Picture shamefully stolen from Sciencebhakta, a blog at Good Shepherd Catholic School. This, ladies and gentlemen, is how a spiritual iceberg should look!

Ryuho Okawa, founder of the religious organization “Happy Science”, occasionally says some strange things. For the most part, however, he says things that seem obvious once I see them, but for some reason were not quite as obvious before. That is good, I think. We need more obviousity. We need to see these truths as self-evident, in an age where people doubt so many things but have faith in their own superiority in spite of all evidence. (Only 6% of Norwegian parents have children who are below average in school. In America, 90% of male drivers are above average while the women are about average. And pretty much everyone who thinks there is a Heaven thinks they are going there, except Jehovah’s Witnesses who modestly intend to colonize the new Earth instead. Compare this to Jesus’ statement that “narrow is the path that leads to life and few are those who find it.” In short, whether it is in this world or the next, almost all of us think we are one of the few. Oh well. If you have found this website, you are definitely one of a few!)

One of the obvious things is to not put all your goods in the shop window. That is to say, if you talk about spiritual things, you should know a lot more than you say. Okawa recommends being like an iceberg, with only a small part of your revelations visible to people, and the rest below the surface. For actual physical icebergs, the proportion that is above water is about 1/8. So for every revelation you share with others, you should have seven more revelations of the same sort.

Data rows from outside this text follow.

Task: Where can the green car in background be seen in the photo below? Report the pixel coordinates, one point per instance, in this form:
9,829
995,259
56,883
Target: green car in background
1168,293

I wasn’t there, obviously, but according to Okawa he was getting spiritual messages from various high spirits from Heaven for years before he started his organization. But having seen what happened to other religious leaders, he was quite wary of telling everyone until he understood everything clearly.

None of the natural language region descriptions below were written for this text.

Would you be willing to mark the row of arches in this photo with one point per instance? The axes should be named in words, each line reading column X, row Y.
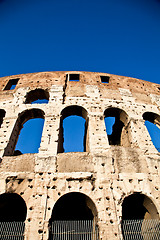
column 73, row 129
column 75, row 206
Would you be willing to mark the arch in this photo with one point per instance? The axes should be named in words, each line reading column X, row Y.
column 152, row 123
column 2, row 115
column 74, row 116
column 117, row 120
column 74, row 212
column 13, row 211
column 140, row 217
column 22, row 119
column 37, row 96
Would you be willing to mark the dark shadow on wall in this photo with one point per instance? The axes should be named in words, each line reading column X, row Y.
column 31, row 123
column 73, row 135
column 152, row 123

I have to agree there. I don’t want to mention names, but there are a number of people in the New Age movement at least that strike me as “one trick ponies”. They have one big revelation and they are going all out with it, but not all people are the same. So we get various specialists and people who follow them. You see the same in Protestantism. Perhaps it is something in the culture of northern Europe, but we seem to have a lot of small churches that break out from some other church because they get some revelation that the others don’t have. Each of them is convinced that their revelation is a matter of life and death. Often these revelations are purely theological, that is to say, you cannot actually see that these people become better by believing in this or that particular detail of doctrine. They don’t become happier, more helpful and more merciful. Of course it could still be an important piece of doctrine, but how will you prove it when you don’t have “fruits”?

Okawa is not the first to bring out that idea, of course. Jesus seems to have pretty much shut up about spiritual things from he was 12 till he was 30. He is later quoted as saying that a teacher who is trained for the Kingdom of Heaven is comparable to a host who brings out old and new things from his storage. That is the same thing, is it not? To have a storage of good stuff before you start hosting a large party.

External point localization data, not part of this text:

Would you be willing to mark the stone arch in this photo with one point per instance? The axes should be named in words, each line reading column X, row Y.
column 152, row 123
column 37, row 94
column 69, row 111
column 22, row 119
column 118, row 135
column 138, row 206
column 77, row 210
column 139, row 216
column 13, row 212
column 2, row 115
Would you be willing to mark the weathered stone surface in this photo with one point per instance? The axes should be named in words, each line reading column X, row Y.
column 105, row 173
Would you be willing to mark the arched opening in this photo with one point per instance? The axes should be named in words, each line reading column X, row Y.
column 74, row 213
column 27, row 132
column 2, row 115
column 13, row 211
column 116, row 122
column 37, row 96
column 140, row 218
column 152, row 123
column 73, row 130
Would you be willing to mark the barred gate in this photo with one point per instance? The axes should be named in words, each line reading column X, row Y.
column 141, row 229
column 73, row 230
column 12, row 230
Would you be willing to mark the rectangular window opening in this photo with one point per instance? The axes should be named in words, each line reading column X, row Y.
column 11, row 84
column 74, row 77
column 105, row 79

So I’ve been thinking a bit about how I measure up in that regard. But then again I don’t really think of myself as a religious teacher. It is a dangerous job. It is bad enough to destroy your own life, but destroying others surely is worse.

I should write about games, or snow or something, I guess. But this stuff is also interesting.  I wonder if the other people who buy his books have the same experience. That seems unlikely, there is supposedly sold millions of them by now and the world is pretty much the same, isn’t it? So much so that I had never head about Happy Science until I accidentally came across one of their movies. But perhaps most of the readers are just busy storing their revelations beneath the surface.